Communist L'Humanité wonders what the left wing can learn from Sunday's defeat, especially in the light of the more than 170 councillors elected under the banner of Jean-Luc Mélenchon's Left Front. Crucially, according to the Communist Party daily, the left has to find a new direction, especially on the economic front, to enable a real unification against the conservatives.

Left-leaning Libération has a different pill to chew, devoting this morning's front page to a new health bill, to be debated later today at the National Assembly.

The bill has already made quite a few people ill, not least many French doctors who see the proposed legislation as a sneaky way of controlling their fees.

In fact, says Libé, this wide-ranging bill addresses a lot more than the issue of how much the French pay for medical care.

The basic idea is to modernise the French medical system.
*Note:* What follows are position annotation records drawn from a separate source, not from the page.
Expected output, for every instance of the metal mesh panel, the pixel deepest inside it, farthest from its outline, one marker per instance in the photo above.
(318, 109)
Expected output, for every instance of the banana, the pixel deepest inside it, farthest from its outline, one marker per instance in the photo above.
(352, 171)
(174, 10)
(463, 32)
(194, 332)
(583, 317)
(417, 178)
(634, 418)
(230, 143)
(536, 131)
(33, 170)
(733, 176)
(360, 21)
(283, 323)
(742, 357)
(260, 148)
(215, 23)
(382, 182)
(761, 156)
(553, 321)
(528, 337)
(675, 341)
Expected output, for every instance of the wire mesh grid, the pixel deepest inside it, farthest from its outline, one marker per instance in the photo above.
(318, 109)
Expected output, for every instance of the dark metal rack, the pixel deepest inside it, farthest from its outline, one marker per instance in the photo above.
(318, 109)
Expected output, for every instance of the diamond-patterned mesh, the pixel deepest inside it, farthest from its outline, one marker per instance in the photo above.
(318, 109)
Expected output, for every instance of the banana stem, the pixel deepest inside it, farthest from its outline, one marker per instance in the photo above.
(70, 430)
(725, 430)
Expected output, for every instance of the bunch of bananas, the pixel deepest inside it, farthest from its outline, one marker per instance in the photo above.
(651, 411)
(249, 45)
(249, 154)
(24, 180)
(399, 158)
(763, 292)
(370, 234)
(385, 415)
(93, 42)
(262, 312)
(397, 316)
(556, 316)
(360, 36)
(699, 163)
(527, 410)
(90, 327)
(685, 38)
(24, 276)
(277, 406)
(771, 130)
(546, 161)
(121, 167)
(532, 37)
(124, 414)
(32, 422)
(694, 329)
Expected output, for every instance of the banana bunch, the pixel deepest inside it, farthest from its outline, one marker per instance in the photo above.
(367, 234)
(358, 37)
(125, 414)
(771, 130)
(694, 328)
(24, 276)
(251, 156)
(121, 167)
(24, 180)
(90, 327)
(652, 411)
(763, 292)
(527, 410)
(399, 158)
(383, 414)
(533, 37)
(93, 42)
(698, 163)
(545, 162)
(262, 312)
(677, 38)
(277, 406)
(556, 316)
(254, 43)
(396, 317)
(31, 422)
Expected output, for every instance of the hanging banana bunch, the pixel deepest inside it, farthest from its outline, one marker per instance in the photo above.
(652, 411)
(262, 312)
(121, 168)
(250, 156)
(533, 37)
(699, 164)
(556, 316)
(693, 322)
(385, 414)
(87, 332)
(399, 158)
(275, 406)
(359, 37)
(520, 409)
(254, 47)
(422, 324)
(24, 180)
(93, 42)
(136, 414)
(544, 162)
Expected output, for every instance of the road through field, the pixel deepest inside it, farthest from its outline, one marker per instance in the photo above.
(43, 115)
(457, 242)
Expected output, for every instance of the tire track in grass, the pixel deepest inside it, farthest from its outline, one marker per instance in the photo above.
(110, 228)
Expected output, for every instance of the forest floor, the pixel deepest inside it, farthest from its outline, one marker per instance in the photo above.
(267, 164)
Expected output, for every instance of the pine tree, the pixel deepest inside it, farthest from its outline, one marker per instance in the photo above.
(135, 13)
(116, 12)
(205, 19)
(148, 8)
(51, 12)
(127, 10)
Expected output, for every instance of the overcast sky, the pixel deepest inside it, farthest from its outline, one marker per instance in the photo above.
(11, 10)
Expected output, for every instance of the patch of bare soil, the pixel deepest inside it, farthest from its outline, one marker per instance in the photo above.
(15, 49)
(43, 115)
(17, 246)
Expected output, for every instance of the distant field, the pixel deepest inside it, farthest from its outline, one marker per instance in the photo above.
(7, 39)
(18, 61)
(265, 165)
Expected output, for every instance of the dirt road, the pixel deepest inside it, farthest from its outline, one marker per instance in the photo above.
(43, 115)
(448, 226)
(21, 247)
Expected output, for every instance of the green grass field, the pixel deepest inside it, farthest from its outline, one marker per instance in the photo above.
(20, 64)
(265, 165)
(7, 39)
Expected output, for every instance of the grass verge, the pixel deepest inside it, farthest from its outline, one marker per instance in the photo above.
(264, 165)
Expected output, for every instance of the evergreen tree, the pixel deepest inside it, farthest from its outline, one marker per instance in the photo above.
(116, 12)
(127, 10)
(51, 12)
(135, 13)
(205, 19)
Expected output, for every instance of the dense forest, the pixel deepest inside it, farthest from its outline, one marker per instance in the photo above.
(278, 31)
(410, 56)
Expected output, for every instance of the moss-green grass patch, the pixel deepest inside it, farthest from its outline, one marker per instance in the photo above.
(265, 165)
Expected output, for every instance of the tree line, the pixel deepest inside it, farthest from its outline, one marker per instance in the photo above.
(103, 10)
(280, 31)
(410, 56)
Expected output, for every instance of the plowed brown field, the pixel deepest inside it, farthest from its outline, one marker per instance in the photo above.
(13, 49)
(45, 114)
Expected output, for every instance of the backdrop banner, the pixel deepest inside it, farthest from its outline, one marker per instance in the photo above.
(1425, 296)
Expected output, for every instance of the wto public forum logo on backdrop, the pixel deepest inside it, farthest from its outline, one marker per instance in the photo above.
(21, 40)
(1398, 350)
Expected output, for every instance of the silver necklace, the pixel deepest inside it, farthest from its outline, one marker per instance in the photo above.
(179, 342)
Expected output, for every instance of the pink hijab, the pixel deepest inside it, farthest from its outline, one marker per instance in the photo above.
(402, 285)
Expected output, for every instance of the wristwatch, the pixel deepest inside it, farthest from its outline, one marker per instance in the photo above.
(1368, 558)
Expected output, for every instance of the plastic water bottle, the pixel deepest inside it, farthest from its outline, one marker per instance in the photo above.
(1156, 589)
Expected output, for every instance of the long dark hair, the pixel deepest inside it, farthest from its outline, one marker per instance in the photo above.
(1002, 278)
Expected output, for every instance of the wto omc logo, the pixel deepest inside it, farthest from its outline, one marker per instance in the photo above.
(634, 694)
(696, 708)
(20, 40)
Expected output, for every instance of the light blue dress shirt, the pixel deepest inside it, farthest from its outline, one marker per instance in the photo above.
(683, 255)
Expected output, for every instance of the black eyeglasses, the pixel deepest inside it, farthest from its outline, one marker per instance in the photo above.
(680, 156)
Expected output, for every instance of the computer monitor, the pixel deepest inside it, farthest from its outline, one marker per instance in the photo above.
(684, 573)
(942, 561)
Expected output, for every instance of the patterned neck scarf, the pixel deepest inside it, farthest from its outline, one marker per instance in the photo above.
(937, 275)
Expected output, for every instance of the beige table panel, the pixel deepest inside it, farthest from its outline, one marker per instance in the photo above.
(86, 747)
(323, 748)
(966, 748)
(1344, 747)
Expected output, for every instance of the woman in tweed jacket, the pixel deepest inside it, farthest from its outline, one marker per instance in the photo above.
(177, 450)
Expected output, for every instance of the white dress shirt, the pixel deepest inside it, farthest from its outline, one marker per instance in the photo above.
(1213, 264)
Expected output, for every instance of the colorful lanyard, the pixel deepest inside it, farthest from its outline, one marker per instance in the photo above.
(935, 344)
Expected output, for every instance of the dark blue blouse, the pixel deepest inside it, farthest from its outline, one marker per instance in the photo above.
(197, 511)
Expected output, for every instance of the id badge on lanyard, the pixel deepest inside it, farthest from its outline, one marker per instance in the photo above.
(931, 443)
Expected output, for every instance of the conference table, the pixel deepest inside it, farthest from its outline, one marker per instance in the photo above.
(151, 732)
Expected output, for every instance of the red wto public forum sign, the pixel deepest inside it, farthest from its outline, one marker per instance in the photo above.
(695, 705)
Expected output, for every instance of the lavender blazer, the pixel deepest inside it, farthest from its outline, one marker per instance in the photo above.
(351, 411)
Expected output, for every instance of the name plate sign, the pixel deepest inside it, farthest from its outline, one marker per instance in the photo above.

Tobacco-related illnesses, obesity, cancer and a long-anticipated update of the regulations surrounding abortion are the real keys to a debate which has been unfairly reduced by some practitioners to a question of how much we pay our doctors.

On its inside pages Libération looks at the questionable means deployed by the Berlin-based news magazine Bild to reveal details of the life of the copilot of the crashed Germanwings flight and to harass the families of some of the victims.

The magazine, which is a European best-seller, has had a team of 20 journalists working full-time since the crash, an approach which has enabled Bild to publish information before the official news releases from the French and German police.

The Bild method has been harshly criticised, particularly by the families of the 16 college students who lost their lives, many of whom were called by the paper'sjournalists for reactions in the hours after the announcement of the tragic news.

Says one Berlin police officer, referring to the fact that Bild journalists pay for tip-offs from the public, it is not rare for the journalists to arrive at certain crime scenes ahead of the police.